US 11,734,510 B2
Natural language processing of encoded question tokens and encoded table schema based on similarity
Wangsu Hu, Chicago, IL (US); and Jilei Tian, Chicago, IL (US)
Assigned to Bayerische Motoren Werke Aktiengesellschaft, Munich (DE)
Filed by Bayerische Motoren Werke Aktiengesellschaft, Munich (DE)
Filed on Aug. 27, 2020, as Appl. No. 17/4,051.
Prior Publication US 2022/0067281 A1, Mar. 3, 2022
Int. Cl. G06F 40/226 (2020.01); G06F 40/284 (2020.01); G06F 40/30 (2020.01)
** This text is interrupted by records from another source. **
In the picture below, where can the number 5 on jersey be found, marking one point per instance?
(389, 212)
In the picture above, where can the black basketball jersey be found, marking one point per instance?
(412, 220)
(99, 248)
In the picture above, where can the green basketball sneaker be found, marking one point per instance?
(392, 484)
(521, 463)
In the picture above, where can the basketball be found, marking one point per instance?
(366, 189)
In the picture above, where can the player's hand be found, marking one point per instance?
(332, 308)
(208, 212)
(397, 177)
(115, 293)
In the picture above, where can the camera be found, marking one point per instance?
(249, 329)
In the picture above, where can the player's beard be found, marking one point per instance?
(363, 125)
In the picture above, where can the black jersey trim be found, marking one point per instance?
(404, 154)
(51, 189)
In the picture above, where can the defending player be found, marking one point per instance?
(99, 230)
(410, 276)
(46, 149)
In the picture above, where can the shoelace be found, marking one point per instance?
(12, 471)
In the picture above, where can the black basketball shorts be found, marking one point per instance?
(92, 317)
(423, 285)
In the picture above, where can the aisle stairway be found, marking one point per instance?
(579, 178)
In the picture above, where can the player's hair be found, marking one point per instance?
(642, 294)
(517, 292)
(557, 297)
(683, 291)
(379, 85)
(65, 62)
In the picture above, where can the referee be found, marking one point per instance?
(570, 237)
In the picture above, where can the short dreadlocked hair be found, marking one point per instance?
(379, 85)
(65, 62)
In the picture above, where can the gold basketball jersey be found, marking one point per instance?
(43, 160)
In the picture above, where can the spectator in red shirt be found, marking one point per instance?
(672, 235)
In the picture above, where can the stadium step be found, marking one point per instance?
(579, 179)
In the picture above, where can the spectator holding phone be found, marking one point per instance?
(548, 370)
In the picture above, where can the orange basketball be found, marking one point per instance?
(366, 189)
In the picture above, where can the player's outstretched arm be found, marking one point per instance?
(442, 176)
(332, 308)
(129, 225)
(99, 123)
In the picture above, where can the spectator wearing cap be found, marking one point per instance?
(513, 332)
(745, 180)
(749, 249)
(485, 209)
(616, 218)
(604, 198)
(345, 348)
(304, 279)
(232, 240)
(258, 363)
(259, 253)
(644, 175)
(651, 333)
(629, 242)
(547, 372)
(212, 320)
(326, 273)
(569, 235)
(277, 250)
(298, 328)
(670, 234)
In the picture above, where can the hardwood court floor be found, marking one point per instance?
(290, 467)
CPC G06F 40/284 (2020.01) [G06F 40/30 (2020.01)] 11 Claims
OG exemplary drawing
 
1. A computer-implemented method for optimizing execution of natural language to structured query language, comprising the steps of:
a. receiving a natural language text input;
b. performing natural language processing on the natural language text input;
c. generating a plurality of encoded question tokens;
d. performing natural language processing on a plurality of table schema stored in a database;
e. generating a plurality of encoded table schema tokens for each processed table schema of the plurality of table schema;
f. determining a similarity between the plurality of encoded question tokens and the plurality of encoded table schema tokens for at least two table schemas of the plurality of table schema;
g. determining an output table schema from the plurality of table schema based on the similarity,
wherein determining the output table schema comprises:
selecting a table schema with the highest similarity from the plurality of table schema, and
rejecting the output table schema if a similarity is below a threshold;
h. executing a validation query for the output table schema to determine whether the output table schema has valid information for outputting the natural language string, and, when the output table schema has no valid information:
1. Rejecting the output table schema,
2. selecting a further outputting table schema,
3. Executing the validation query for the further output table schema, and
4. repeating the steps 1.-3. when the further output table schema has no valid information; and
i. outputting a natural language string based on the output table schema.